Economy

Dollar Funding Costs Decrease as BOJ Expands Support Scheme for Japanese Banks – Reuters

By Hideyuki Sano and Yoshiko Mori

TOKYO – Funding costs in dollars for Japanese banks have seen a significant decrease following the Bank of Japan’s recent decision to bolster its support for these institutions. This move has emerged as a somewhat overlooked triumph amidst the central bank’s broader stimulus efforts, which have been met with mixed reactions.

Last Friday, the Bank of Japan announced that it would double the size of one of its dollar lending programs, increasing it to $24 billion from the previous $12 billion. This lending facility, active since April 2012, allows for the borrowing of dollars for a period of one year, with the possibility of rollover for up to four years.

The surprise decision led to a decline in the dollar/yen basis swap spreads, which represent the premium that Japanese banks incur when borrowing dollars.

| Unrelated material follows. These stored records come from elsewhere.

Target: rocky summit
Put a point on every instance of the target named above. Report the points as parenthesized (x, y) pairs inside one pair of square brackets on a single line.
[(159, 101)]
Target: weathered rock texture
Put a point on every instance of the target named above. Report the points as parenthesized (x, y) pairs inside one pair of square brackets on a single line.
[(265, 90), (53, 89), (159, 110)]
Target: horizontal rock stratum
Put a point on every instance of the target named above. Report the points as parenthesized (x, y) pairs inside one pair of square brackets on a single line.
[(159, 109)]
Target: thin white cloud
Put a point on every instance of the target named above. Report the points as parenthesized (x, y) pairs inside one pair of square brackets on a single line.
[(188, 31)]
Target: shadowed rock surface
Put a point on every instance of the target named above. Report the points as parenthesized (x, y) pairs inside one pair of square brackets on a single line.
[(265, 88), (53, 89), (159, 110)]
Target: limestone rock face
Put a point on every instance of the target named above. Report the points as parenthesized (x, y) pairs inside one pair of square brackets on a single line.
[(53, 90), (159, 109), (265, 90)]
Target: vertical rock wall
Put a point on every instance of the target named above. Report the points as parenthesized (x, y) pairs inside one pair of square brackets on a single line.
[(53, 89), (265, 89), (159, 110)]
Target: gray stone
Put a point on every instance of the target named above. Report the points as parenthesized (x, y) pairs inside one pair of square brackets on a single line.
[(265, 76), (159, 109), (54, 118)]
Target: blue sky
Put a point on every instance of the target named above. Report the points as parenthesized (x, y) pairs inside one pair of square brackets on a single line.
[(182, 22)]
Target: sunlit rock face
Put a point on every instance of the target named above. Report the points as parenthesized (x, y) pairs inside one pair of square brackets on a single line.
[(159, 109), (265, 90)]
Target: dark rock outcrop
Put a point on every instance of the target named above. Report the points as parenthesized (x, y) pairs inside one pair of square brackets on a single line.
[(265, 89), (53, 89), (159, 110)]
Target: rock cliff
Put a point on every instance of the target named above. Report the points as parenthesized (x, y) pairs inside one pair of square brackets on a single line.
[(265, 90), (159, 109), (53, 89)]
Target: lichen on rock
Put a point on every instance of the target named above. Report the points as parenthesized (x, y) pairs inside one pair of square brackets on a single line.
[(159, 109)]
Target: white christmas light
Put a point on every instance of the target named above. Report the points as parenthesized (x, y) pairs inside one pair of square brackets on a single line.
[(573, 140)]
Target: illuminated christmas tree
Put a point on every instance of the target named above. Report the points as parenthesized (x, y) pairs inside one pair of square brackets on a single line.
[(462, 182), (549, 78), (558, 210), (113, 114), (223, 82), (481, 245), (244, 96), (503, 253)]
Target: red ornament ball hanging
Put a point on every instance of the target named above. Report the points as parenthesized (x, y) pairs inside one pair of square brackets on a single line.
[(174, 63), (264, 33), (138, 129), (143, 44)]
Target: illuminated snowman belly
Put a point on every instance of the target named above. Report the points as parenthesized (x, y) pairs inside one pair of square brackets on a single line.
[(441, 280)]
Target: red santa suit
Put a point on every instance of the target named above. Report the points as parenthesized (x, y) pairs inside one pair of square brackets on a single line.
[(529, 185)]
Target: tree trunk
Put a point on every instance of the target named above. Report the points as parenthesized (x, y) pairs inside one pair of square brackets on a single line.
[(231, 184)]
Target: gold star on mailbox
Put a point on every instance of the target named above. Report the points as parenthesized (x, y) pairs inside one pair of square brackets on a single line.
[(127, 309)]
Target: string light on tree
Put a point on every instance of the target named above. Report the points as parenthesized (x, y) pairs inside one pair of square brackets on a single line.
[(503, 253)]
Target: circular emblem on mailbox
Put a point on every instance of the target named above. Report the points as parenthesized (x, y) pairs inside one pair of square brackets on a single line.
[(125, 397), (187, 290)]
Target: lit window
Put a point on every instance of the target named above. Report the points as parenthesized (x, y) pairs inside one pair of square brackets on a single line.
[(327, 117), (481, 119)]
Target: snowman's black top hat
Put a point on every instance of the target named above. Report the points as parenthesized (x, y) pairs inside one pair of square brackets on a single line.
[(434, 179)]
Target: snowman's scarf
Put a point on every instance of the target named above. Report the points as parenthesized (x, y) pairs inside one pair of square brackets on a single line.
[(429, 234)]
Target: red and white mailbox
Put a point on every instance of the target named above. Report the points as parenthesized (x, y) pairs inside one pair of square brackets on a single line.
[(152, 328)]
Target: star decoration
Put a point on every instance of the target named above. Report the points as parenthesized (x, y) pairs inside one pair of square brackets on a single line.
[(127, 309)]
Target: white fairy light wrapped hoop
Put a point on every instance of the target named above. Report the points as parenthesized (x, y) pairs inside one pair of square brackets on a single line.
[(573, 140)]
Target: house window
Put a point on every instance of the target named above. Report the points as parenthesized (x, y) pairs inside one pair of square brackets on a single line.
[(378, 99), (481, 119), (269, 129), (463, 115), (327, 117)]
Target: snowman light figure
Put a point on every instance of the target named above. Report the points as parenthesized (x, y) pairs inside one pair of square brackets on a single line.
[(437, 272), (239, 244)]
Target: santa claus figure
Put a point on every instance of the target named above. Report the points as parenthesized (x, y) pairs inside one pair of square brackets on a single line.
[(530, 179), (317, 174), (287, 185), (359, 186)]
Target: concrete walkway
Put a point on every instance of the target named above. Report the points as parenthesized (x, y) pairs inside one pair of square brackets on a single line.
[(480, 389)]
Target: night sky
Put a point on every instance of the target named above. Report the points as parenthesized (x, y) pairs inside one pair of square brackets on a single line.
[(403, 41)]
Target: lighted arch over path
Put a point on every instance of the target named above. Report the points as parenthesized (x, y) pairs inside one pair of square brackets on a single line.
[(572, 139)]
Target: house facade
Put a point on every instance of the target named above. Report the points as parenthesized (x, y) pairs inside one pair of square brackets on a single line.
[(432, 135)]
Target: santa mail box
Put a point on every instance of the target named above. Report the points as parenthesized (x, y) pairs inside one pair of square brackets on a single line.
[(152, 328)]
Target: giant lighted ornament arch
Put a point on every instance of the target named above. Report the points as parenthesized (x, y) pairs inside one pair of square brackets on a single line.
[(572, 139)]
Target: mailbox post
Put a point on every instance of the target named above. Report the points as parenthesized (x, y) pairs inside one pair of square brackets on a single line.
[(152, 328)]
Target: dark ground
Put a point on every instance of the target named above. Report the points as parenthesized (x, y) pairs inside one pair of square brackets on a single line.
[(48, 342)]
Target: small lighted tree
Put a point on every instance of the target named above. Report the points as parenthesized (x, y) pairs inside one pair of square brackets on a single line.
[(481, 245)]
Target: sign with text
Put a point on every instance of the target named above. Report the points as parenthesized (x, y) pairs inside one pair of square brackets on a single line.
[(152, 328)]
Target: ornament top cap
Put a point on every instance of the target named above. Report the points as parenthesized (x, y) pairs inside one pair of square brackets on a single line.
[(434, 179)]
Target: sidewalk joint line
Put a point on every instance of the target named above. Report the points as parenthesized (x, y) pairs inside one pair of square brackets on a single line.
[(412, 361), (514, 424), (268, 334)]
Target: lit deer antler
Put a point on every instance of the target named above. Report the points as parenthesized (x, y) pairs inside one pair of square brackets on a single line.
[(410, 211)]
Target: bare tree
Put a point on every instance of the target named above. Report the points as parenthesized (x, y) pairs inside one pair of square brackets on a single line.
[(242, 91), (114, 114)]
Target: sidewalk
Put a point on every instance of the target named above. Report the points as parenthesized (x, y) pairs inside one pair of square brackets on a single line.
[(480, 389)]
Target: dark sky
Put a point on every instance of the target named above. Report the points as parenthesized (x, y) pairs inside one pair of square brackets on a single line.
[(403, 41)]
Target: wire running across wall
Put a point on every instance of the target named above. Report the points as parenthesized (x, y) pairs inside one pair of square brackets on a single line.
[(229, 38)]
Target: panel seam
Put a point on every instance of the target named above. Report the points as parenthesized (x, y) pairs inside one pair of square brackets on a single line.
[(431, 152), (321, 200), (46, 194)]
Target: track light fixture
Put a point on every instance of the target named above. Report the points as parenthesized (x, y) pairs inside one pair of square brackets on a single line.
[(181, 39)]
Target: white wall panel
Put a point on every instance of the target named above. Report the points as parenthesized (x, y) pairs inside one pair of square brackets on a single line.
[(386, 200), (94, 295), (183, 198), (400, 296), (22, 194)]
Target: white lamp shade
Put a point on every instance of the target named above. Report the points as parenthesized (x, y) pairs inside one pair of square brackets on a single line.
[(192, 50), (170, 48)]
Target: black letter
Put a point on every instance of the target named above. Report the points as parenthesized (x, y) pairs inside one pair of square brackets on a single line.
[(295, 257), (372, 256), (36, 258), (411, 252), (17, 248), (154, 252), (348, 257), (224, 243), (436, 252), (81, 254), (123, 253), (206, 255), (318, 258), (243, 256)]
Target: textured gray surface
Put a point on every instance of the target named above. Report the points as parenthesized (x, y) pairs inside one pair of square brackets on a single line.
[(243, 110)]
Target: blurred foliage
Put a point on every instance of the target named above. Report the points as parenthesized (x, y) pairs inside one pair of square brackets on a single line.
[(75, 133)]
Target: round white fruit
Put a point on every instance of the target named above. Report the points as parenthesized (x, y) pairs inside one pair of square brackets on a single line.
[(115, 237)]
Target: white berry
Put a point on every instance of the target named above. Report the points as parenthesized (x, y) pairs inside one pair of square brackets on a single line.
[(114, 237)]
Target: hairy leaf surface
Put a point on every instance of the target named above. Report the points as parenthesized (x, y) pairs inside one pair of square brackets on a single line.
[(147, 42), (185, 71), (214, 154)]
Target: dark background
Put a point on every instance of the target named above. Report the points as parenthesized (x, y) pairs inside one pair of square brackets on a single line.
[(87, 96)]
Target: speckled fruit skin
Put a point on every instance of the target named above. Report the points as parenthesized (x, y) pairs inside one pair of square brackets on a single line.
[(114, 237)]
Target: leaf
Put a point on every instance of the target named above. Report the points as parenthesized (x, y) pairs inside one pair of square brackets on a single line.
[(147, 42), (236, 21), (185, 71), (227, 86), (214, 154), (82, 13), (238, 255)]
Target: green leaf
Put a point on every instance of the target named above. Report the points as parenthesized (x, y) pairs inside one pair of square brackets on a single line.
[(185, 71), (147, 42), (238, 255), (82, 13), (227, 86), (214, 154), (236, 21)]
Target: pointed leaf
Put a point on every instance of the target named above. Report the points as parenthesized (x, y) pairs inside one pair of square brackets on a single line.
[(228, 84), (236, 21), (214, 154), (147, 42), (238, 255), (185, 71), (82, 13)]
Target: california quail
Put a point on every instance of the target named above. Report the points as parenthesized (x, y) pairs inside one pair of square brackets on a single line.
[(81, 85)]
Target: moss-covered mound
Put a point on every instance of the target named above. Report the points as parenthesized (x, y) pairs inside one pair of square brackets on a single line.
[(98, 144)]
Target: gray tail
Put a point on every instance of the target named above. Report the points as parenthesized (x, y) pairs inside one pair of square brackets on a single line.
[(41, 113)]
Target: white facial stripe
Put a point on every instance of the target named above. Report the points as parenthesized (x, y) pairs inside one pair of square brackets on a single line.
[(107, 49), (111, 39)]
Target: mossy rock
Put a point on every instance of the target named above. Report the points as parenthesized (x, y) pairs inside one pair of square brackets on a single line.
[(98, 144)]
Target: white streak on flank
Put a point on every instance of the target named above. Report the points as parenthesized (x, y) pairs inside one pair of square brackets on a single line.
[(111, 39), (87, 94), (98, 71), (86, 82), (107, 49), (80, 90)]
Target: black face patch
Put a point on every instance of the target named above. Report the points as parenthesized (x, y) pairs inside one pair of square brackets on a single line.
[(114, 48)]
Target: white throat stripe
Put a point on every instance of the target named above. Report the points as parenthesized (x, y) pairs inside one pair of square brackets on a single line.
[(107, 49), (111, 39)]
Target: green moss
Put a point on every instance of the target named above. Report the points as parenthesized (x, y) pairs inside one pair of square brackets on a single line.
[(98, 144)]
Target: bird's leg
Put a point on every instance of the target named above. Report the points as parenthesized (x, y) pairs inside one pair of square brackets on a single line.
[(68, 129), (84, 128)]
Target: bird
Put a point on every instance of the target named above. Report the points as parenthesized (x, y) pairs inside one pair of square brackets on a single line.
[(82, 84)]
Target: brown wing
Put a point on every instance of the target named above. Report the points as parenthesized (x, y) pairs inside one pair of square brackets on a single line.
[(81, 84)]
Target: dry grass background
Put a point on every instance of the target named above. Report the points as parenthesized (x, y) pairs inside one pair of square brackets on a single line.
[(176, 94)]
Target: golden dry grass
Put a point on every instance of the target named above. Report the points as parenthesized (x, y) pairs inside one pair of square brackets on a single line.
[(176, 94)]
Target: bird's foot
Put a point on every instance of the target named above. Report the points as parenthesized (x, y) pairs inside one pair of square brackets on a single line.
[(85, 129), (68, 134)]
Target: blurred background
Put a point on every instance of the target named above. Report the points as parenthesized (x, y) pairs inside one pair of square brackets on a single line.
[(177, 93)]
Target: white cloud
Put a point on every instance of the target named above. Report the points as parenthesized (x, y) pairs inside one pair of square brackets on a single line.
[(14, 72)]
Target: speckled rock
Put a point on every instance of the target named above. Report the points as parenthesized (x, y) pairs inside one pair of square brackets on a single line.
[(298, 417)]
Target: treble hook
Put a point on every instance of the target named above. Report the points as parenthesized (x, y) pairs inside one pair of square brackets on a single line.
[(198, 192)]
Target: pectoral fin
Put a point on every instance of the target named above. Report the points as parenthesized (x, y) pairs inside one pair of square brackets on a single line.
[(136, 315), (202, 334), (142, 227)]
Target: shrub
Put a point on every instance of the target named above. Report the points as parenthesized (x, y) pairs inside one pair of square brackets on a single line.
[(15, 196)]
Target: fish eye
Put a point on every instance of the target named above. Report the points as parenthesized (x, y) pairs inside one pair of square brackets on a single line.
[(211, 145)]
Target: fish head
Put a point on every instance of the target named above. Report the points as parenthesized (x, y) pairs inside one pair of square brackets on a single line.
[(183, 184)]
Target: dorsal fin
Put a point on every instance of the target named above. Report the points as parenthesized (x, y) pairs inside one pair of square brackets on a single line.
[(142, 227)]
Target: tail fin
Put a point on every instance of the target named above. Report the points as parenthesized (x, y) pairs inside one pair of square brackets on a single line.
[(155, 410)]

Hiroko Iwaki, a senior fixed income strategist at Mizuho Securities, noted that while the central bank’s actions contributed to the narrowing of the spreads, they would not completely eliminate the pressure associated with dollar funding. Iwaki anticipates that the spreads will remain at relatively high levels.

The one-year dollar/yen basis swap spread, which indicates the cost of exchanging yen for dollars over a year, fell to approximately 70 basis points from around 77 basis points before the Bank’s decision. Similar reductions were noted for shorter maturities as well. Over recent months, the one-year spread has been expanding from a low of about 50 basis points earlier in the year and around 15 basis points in early 2014, largely due to an increased demand for dollars from Japanese banks.

Japanese banks have been actively acquiring dollar-denominated assets, such as U.S. Treasuries, mortgage bonds, corporate bonds, and project finance opportunities, as they have sought to move away from negative-yielding Japanese government bonds. Despite many banks being hesitant to tap into the Bank of Japan’s lending scheme due to the perceived stigma, the central bank’s actions have provided some reassurance that it stands ready to assist with dollar funding requirements.

The reduction in spreads was also influenced by the Bank of Japan not opting for a deeper cut in interest rates, which some market participants had been apprehensive about. Many investors were concerned that a move toward more negative rates could diminish the attractiveness of domestic bonds and drive Japanese investors to acquire foreign assets, subsequently increasing their dollar funding needs.

For many Japanese investors, borrowing in dollars for international investments is preferred over selling yen for dollars to avoid exposure to currency fluctuations.